After making this change, since we're on Proxmox VE just use the built in command which is

proxmox-boot-tool refresh

This should automatically update entries for you, after which you need to apply network config changes

Updating Network config to reflect changes

After updating our boot entries to use the traditional naming scheme, we must also update our network changes to use the old names.
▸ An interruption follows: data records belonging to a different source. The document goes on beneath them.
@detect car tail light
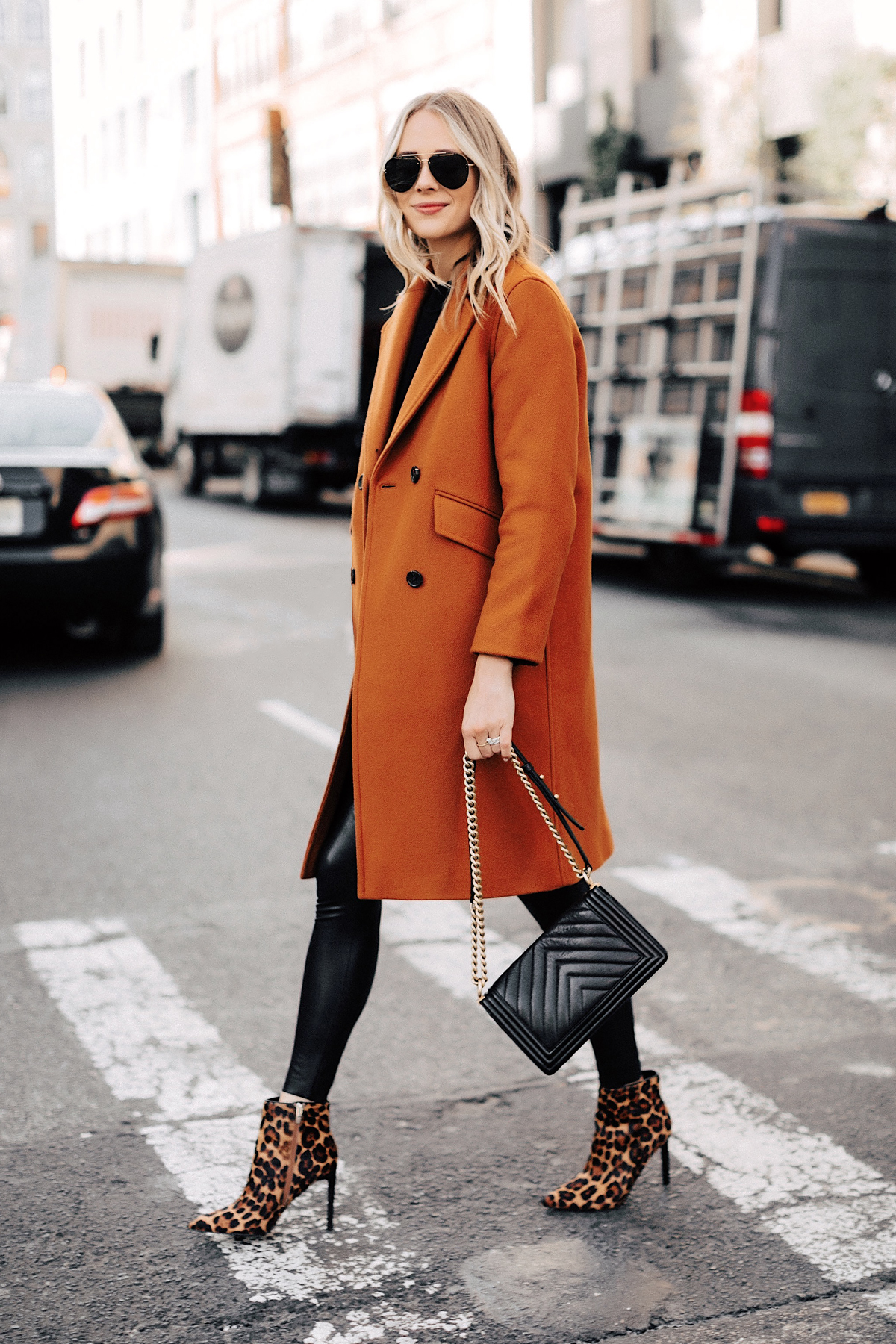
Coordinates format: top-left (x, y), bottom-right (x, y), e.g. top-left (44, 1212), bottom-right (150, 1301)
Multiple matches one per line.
top-left (738, 387), bottom-right (775, 481)
top-left (71, 481), bottom-right (153, 527)
top-left (756, 514), bottom-right (787, 532)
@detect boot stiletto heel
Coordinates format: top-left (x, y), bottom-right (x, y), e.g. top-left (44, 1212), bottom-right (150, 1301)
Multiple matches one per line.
top-left (326, 1166), bottom-right (336, 1233)
top-left (190, 1097), bottom-right (337, 1236)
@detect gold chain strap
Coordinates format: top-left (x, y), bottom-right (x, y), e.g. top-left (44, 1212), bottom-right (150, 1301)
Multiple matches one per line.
top-left (464, 747), bottom-right (595, 1003)
top-left (464, 753), bottom-right (489, 1003)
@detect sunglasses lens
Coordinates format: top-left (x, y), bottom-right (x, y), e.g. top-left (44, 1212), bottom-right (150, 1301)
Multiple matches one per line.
top-left (430, 155), bottom-right (470, 191)
top-left (383, 155), bottom-right (420, 191)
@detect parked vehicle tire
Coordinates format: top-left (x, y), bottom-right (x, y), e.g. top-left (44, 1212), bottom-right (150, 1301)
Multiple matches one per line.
top-left (175, 438), bottom-right (203, 494)
top-left (647, 544), bottom-right (706, 593)
top-left (856, 550), bottom-right (896, 597)
top-left (121, 606), bottom-right (165, 659)
top-left (239, 447), bottom-right (267, 508)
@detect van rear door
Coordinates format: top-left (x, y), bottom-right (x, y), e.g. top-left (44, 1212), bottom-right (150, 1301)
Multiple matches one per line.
top-left (772, 220), bottom-right (896, 489)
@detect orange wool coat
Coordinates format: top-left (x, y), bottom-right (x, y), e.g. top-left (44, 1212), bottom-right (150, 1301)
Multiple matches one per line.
top-left (302, 259), bottom-right (612, 900)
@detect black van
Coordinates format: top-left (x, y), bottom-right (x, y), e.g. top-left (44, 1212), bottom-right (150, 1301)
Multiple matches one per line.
top-left (728, 219), bottom-right (896, 585)
top-left (545, 180), bottom-right (896, 588)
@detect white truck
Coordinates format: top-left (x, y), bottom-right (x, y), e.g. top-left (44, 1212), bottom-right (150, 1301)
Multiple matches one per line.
top-left (57, 261), bottom-right (184, 461)
top-left (165, 225), bottom-right (400, 504)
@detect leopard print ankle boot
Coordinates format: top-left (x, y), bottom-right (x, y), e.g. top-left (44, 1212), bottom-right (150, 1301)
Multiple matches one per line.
top-left (190, 1097), bottom-right (337, 1236)
top-left (544, 1068), bottom-right (672, 1210)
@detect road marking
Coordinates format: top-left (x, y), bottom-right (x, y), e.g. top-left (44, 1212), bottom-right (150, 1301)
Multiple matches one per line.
top-left (392, 900), bottom-right (896, 1284)
top-left (258, 700), bottom-right (338, 751)
top-left (163, 541), bottom-right (351, 576)
top-left (615, 864), bottom-right (896, 1005)
top-left (16, 902), bottom-right (896, 1311)
top-left (16, 919), bottom-right (471, 1344)
top-left (844, 1062), bottom-right (896, 1078)
top-left (868, 1287), bottom-right (896, 1321)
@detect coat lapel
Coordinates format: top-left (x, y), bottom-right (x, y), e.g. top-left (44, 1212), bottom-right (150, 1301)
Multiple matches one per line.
top-left (376, 282), bottom-right (474, 476)
top-left (364, 279), bottom-right (426, 461)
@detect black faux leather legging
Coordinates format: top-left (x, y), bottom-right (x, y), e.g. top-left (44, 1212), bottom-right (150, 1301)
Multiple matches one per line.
top-left (284, 783), bottom-right (641, 1101)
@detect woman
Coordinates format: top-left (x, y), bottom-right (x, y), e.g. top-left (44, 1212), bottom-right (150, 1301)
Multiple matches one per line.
top-left (190, 90), bottom-right (672, 1233)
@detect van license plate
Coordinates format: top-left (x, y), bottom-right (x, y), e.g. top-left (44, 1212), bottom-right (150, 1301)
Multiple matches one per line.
top-left (0, 496), bottom-right (25, 536)
top-left (803, 491), bottom-right (849, 517)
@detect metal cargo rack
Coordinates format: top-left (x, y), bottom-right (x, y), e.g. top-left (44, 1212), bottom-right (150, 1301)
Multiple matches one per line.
top-left (545, 175), bottom-right (782, 546)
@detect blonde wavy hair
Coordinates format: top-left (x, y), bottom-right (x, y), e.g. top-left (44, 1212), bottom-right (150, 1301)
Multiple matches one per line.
top-left (379, 89), bottom-right (532, 332)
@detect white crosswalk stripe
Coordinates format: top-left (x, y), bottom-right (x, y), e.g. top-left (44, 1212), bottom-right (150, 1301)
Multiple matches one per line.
top-left (383, 900), bottom-right (896, 1284)
top-left (16, 919), bottom-right (471, 1344)
top-left (17, 902), bottom-right (896, 1322)
top-left (615, 864), bottom-right (896, 1007)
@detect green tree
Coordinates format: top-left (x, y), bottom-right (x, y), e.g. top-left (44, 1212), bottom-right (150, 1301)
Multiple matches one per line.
top-left (583, 91), bottom-right (644, 198)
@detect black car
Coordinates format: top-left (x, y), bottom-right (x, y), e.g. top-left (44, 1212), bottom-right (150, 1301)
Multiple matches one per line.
top-left (0, 382), bottom-right (164, 655)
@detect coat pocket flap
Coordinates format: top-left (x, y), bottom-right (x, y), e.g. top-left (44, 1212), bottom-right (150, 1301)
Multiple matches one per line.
top-left (435, 491), bottom-right (498, 561)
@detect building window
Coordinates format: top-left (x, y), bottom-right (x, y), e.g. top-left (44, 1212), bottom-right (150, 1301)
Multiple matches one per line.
top-left (137, 98), bottom-right (149, 164)
top-left (180, 70), bottom-right (196, 140)
top-left (22, 0), bottom-right (46, 42)
top-left (185, 191), bottom-right (199, 254)
top-left (647, 0), bottom-right (662, 75)
top-left (22, 70), bottom-right (50, 121)
top-left (0, 219), bottom-right (17, 285)
top-left (23, 145), bottom-right (50, 187)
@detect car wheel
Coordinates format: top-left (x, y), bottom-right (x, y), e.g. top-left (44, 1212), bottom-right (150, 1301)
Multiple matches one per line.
top-left (647, 544), bottom-right (706, 593)
top-left (175, 440), bottom-right (203, 494)
top-left (857, 548), bottom-right (896, 597)
top-left (121, 606), bottom-right (165, 659)
top-left (239, 449), bottom-right (267, 508)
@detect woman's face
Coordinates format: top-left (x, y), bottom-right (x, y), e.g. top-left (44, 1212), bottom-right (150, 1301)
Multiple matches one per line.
top-left (395, 108), bottom-right (479, 261)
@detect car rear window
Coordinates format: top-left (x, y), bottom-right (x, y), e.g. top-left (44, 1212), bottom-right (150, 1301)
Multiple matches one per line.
top-left (0, 387), bottom-right (104, 447)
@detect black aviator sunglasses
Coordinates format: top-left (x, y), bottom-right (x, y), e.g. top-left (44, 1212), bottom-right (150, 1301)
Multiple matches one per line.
top-left (383, 151), bottom-right (476, 191)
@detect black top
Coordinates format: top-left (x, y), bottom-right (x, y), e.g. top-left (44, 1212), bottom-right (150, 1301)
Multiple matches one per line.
top-left (390, 281), bottom-right (450, 434)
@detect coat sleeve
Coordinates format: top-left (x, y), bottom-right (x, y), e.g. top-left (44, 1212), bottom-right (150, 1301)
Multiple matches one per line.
top-left (473, 277), bottom-right (579, 664)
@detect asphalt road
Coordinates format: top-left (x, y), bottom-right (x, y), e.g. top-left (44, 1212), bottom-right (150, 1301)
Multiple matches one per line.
top-left (0, 464), bottom-right (896, 1344)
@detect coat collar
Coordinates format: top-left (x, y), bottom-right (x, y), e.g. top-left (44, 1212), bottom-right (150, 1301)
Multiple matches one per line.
top-left (370, 279), bottom-right (474, 461)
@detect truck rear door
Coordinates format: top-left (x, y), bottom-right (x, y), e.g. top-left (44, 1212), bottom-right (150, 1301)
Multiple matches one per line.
top-left (290, 230), bottom-right (364, 425)
top-left (772, 220), bottom-right (896, 489)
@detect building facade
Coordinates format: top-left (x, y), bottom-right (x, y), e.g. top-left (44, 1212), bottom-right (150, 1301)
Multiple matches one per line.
top-left (52, 0), bottom-right (532, 261)
top-left (533, 0), bottom-right (896, 234)
top-left (0, 0), bottom-right (55, 379)
top-left (51, 0), bottom-right (217, 262)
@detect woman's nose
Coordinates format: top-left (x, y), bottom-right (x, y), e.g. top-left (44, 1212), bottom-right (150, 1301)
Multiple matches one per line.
top-left (417, 163), bottom-right (439, 191)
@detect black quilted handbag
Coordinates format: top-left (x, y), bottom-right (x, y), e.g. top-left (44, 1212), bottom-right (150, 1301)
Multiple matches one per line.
top-left (464, 744), bottom-right (666, 1074)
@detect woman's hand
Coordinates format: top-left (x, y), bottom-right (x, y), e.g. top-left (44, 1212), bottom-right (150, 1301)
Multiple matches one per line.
top-left (461, 653), bottom-right (516, 761)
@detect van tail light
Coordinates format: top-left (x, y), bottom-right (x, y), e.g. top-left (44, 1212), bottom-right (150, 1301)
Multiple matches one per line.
top-left (71, 481), bottom-right (155, 527)
top-left (738, 387), bottom-right (775, 481)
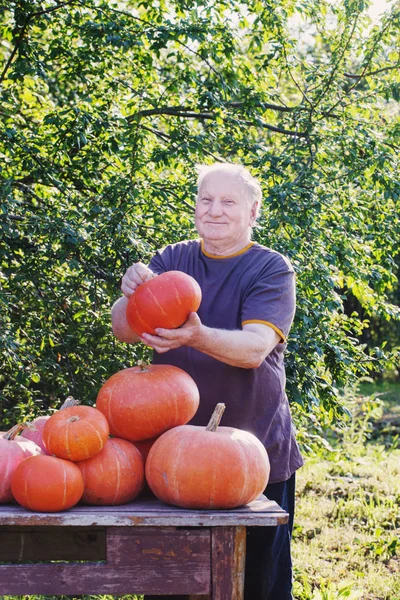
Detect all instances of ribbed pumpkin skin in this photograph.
[11,454,83,512]
[43,406,110,462]
[22,415,50,454]
[96,365,199,442]
[126,271,201,335]
[0,432,42,504]
[146,425,270,509]
[77,438,144,506]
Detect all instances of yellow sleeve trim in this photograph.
[242,319,286,344]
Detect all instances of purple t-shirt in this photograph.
[149,240,303,483]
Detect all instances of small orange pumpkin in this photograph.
[22,396,79,454]
[96,365,200,442]
[146,404,270,509]
[0,425,42,504]
[77,438,144,506]
[126,271,201,335]
[11,454,84,512]
[43,406,110,461]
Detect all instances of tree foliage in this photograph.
[0,0,400,424]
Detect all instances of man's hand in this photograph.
[121,263,157,298]
[140,313,203,354]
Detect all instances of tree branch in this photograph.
[29,0,74,20]
[127,106,308,138]
[343,62,400,79]
[0,24,28,83]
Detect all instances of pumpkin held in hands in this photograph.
[146,404,270,509]
[11,454,83,512]
[77,438,144,506]
[126,271,201,336]
[96,365,199,442]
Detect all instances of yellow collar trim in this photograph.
[200,240,255,258]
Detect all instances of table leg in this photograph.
[210,527,246,600]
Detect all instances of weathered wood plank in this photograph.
[0,526,106,562]
[0,556,210,595]
[107,527,211,572]
[0,496,288,527]
[210,527,246,600]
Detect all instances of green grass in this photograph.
[293,383,400,600]
[0,382,400,600]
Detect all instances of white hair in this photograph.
[197,162,262,218]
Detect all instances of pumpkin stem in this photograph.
[59,396,81,410]
[3,423,25,442]
[206,402,225,431]
[137,359,148,373]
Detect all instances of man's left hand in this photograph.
[140,313,202,354]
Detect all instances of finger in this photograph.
[155,327,182,340]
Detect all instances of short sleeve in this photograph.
[241,255,296,342]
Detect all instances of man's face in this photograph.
[195,171,256,248]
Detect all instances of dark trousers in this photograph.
[145,474,295,600]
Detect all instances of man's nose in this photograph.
[208,200,222,217]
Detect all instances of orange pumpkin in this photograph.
[146,405,270,509]
[96,365,199,442]
[22,396,79,454]
[43,406,110,461]
[77,438,144,506]
[126,271,201,335]
[11,454,83,512]
[0,425,42,504]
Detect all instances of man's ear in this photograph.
[250,200,258,225]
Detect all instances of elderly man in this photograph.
[112,163,303,600]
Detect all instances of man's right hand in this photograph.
[121,263,157,298]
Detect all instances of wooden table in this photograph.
[0,496,288,600]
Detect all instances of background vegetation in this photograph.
[0,0,400,426]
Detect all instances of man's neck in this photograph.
[202,238,251,256]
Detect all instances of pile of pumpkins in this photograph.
[0,271,270,512]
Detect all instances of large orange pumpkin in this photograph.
[0,425,42,504]
[146,405,270,509]
[126,271,201,335]
[77,438,144,506]
[43,406,110,461]
[11,454,83,512]
[96,365,199,442]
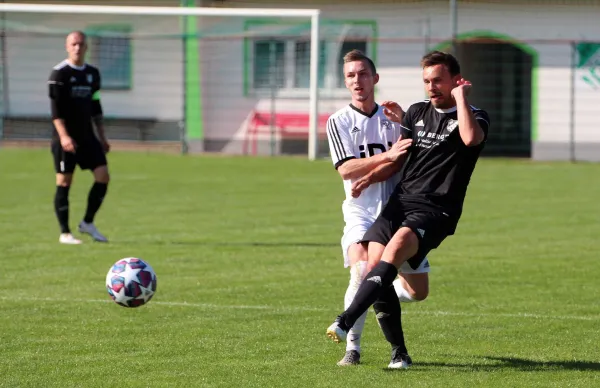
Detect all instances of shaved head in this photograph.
[65,31,87,66]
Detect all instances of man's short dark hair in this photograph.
[344,49,377,75]
[67,30,87,42]
[421,51,460,76]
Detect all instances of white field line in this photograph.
[0,296,600,321]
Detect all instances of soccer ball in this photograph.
[106,257,156,307]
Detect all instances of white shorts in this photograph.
[342,216,430,274]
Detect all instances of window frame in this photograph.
[242,18,378,99]
[85,24,134,91]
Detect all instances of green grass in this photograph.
[0,149,600,387]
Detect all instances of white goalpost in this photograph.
[0,3,322,160]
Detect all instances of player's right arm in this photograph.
[327,117,410,180]
[351,101,414,198]
[48,69,76,152]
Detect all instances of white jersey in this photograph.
[327,104,401,223]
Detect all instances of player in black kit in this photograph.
[327,51,490,368]
[48,31,110,244]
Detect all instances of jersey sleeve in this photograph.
[400,105,415,139]
[48,70,66,120]
[327,117,356,170]
[473,110,490,139]
[92,71,102,117]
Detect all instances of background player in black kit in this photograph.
[48,31,109,244]
[327,51,490,363]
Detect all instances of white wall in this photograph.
[202,0,600,155]
[5,7,183,120]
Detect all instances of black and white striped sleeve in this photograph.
[473,109,490,139]
[327,117,356,170]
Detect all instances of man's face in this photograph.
[423,65,460,109]
[66,33,87,62]
[344,61,379,101]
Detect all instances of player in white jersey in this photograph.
[327,50,429,366]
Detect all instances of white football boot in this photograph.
[79,221,108,242]
[58,233,83,245]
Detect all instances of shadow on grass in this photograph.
[111,240,340,248]
[387,356,600,372]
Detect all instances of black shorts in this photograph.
[50,140,107,174]
[363,197,455,269]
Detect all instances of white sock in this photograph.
[392,279,416,303]
[344,261,367,352]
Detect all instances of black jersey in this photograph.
[48,61,102,142]
[395,100,490,229]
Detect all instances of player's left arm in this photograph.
[92,72,110,152]
[351,154,408,198]
[452,79,489,147]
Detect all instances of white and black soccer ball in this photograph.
[106,257,156,307]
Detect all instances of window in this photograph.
[253,40,285,89]
[88,26,132,90]
[244,21,376,97]
[294,41,326,89]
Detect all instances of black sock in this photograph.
[341,261,398,329]
[54,186,71,233]
[373,286,408,354]
[83,182,108,224]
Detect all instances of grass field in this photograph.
[0,149,600,388]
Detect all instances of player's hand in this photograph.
[100,139,110,154]
[350,174,372,198]
[381,101,404,124]
[450,78,473,100]
[387,136,412,162]
[60,136,77,153]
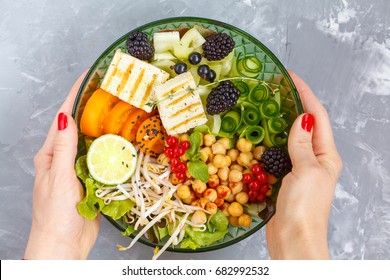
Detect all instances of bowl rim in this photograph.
[72,16,304,253]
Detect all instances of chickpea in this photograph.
[214,198,225,207]
[177,185,191,199]
[211,143,226,155]
[237,152,253,168]
[199,197,209,208]
[157,154,169,166]
[235,192,249,204]
[225,192,236,202]
[178,191,197,204]
[238,214,252,227]
[219,180,229,186]
[225,156,232,167]
[199,147,213,162]
[213,155,228,168]
[267,174,278,185]
[207,174,219,188]
[253,146,265,160]
[219,202,230,217]
[237,138,253,153]
[217,137,230,150]
[228,201,244,217]
[230,164,244,172]
[203,134,217,147]
[192,180,207,193]
[217,167,229,181]
[216,185,232,199]
[205,202,218,215]
[228,216,238,227]
[227,149,240,162]
[191,210,207,225]
[207,162,218,175]
[229,182,244,194]
[203,189,218,202]
[179,133,190,142]
[229,170,242,183]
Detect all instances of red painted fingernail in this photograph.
[301,114,314,132]
[58,113,68,130]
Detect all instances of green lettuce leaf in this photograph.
[100,199,135,220]
[122,225,135,236]
[77,178,104,220]
[210,209,229,231]
[180,226,228,250]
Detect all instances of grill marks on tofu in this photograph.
[101,50,169,113]
[156,72,207,135]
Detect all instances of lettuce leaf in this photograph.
[210,209,229,231]
[180,226,228,250]
[100,199,135,220]
[75,156,135,220]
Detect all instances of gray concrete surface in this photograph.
[0,0,390,259]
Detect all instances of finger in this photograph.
[289,71,336,156]
[50,112,78,177]
[288,113,318,169]
[34,69,89,173]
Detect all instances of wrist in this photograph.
[24,225,82,260]
[270,220,329,260]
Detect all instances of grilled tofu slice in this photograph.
[156,72,207,135]
[100,49,169,113]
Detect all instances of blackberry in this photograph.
[126,31,154,60]
[202,33,235,61]
[261,147,292,178]
[206,81,241,115]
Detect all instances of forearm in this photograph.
[24,226,83,260]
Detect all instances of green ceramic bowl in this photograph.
[73,17,303,252]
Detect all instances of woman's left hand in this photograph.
[24,71,100,259]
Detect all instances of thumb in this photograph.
[288,114,318,168]
[51,113,78,175]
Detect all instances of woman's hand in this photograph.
[24,69,99,259]
[266,72,342,259]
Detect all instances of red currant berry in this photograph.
[242,173,253,184]
[248,191,258,202]
[171,157,180,166]
[251,163,262,175]
[177,162,187,172]
[257,193,265,202]
[173,146,186,157]
[176,172,186,181]
[180,141,191,151]
[256,171,268,184]
[260,184,269,194]
[248,181,260,192]
[171,164,180,173]
[167,136,179,148]
[164,148,174,158]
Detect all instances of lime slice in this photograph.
[87,134,137,185]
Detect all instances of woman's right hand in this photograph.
[266,72,342,259]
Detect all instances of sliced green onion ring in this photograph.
[245,125,265,144]
[242,108,260,125]
[234,81,249,98]
[237,56,262,78]
[266,117,287,134]
[248,83,270,105]
[260,99,279,119]
[221,110,241,133]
to do this we have to edit the /etc/network/interfaces file and replace the old interface with the new one

source /etc/network/interfaces.d/*

auto lo
iface lo inet loopback

auto enp8s0
iface enp8s0 inet manual

auto enp9s0
iface enp9s0 inet manual

auto bond0
iface bond0 inet manual
        bond-slaves enp8s0 enp9s0
        bond-miimon 100
        bond-mode active-backup
        bond-primary enp8s0

auto vmbr0
iface vmbr0 inet static
        address 192.2.0.3/24
        gateway 192.2.0.1
        bridge-ports bond0
        bridge-stp off
        bridge-fd 0
        bridge-vlan-aware yes
        bridge-vids 2-4094
        mtu 9000
#physical network

In my configuration, I have the enp8s0 and enp9s0 interfaces from my supermicro board with 2 LAN ports bonded for redundancy via a software bond. all I have to do is substitute the new values/names into the config. If you're confused which one is your actual interface then use the command ip a this will show you all your interfaces and their altnames aswell

2: eth0: <BROADCAST,MULTICAST,SLAVE,UP,LOWER_UP> mtu 1500 qdisc pfifo_fast master bond0 state UP group default qlen 1000
    link/ether aa:bb:cc:dd:ee:ff brd ff:ff:ff:ff:ff:ff
    altname enp8s0
3: eth1: <BROADCAST,MULTICAST,SLAVE,UP,LOWER_UP> mtu 1500 qdisc pfifo_fast master bond0 state UP group default qlen 1000
    link/ether aa:bb:cc:dd:ee:f0 brd ff:ff:ff:ff:ff:ff permaddr aa:bb:cc:dd:ee:f0
    altname enp9s0

now my configuration looks like this

source /etc/network/interfaces.d/*

auto lo
iface lo inet loopback

auto eth0
iface eth0 inet manual

auto eth1
iface eth1 inet manual

auto bond0
iface bond0 inet manual
        bond-slaves eth0 eth1
        bond-miimon 100
        bond-mode active-backup
        bond-primary eth0

auto vmbr0
iface vmbr0 inet static
        address 192.2.0.3/24
        gateway 192.2.0.1
        bridge-ports bond0
        bridge-stp off
        bridge-fd 0
        bridge-vlan-aware yes
        bridge-vids 2-4094
        mtu 9000
#physical network

After updating your network config, you can safely reboot your Proxmox VE node and connect to it as usual!